Han Kuo-yu's (韓國瑜/CNA file photo)

Taipei, July 30 (CNA) Former Premier Chang San-cheng (張善政) has suggested that the opposition Kuomintang (KMT) stop using the term "1992 consensus," which he said should be changed into something that he claimed is "more neutral," such as "constitutional one China, Taiwan first."

Chang, a blue-leaning independent who announced his presidency bid in the 2020 election in February, confirmed during a radio interview Tuesday that he has accepted KMT presidential candidate Han Kuo-yu's (韓國瑜) invitation to serve as convener of Han's team of national policy advisers.

He has not publicly renounced the bid, but the confirmation suggests that his position in the presidential race will be a policy planner for Han, the Kaohsiung mayor who the KMT formally nominated Sunday to be its presidential candidate.

Asked what policy advice he will give to Han, the 65-year-old Chang, who served as premier, vice premier and minister of technology in the administration of former President Ma Ying-jeou (馬英九), said he will first propose a cross-Taiwan Strait policy and policies that are perceptible and beneficial to young people.

In term of cross-strait relations, Chang said the KMT has advocated the "1992 consensus" and "one China, different interpretations."

However, "everyone now knows the other side no longer accepts (the concept of) "one China, different interpretations," he said, therefore people cannot continue to adhere to the "1992 consensus" and "one China, different interpretations" together.

Moreover, the term "1992 consensus" has been stigmatized as equivalent to Beijing's "one China, two systems" formula.
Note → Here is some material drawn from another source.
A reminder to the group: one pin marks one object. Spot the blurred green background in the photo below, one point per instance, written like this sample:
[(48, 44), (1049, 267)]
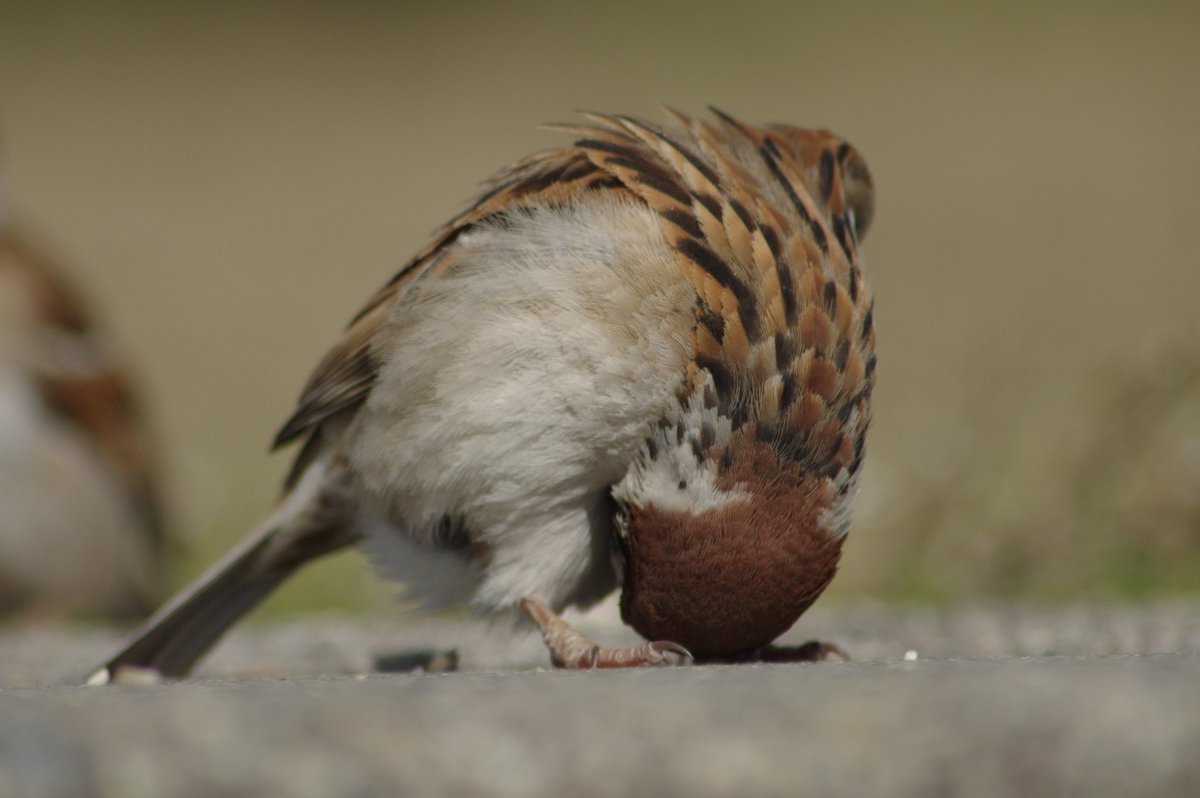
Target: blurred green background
[(231, 180)]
Although the "1992 consensus" had its use in the past, it is no longer fit for use, Chang contended.

"The term should be revised into 'constitutional one China, Taiwan first.' Since the other side of the strait wants 'one China' and does not accept 'different interpretations,' and the Republic of China Constitution says 'one China,' then 'constitutional one China' it is," Chang said, without elaborating.

Chang's interpretation of the ROC Constitution as saying 'one China' echoes Ma's interpretation of it.

In 2008, Ma told the Liberty Times in an interview that the territory of the ROC "according to its existing national boundaries" also includes mainland China, coining the concept "constitutional one China."

However, the current Constitution does not specify the territory of the Republic of China, and does not mention the term 'one China,' leaving room for debate.

Even though Chang recommends the concept "constitutional one China," he also notes that the principles of cross-strait exchanges should be "Taiwan first."

"If Han Kuo-yu wishes to be a different KMT member, he must end the use of '1992 consensus,'" according to Chang.

As for the policies aimed at improving the lives of young people, the presidential candidate's policy adviser advised the promotion of the development of the digital technology sectors, which he said employ most of the nation's young people.

Chang also suggested that residences for young people should be built close to locations that make it easy for people to go to school and work.

"Jobs, wages and living environment" are what young people care about the most, he said, touting Han as the person who can address the issues better than President Tsai Ing-wen (蔡英文).

The "1992 consensus" is a tacit understanding reached in 1992 between the then-KMT government of Taiwan and the Chinese Communist government.

The consensus has been consistently interpreted by the KMT as both sides of the Taiwan Strait acknowledging that there is only "one China," with each side free to interpret what that means. Tsai of the independence-leaning Democratic Progressive Party has rejected it since taking power in May 2016, leading Beijing to call a halt to cross-strait dialogue.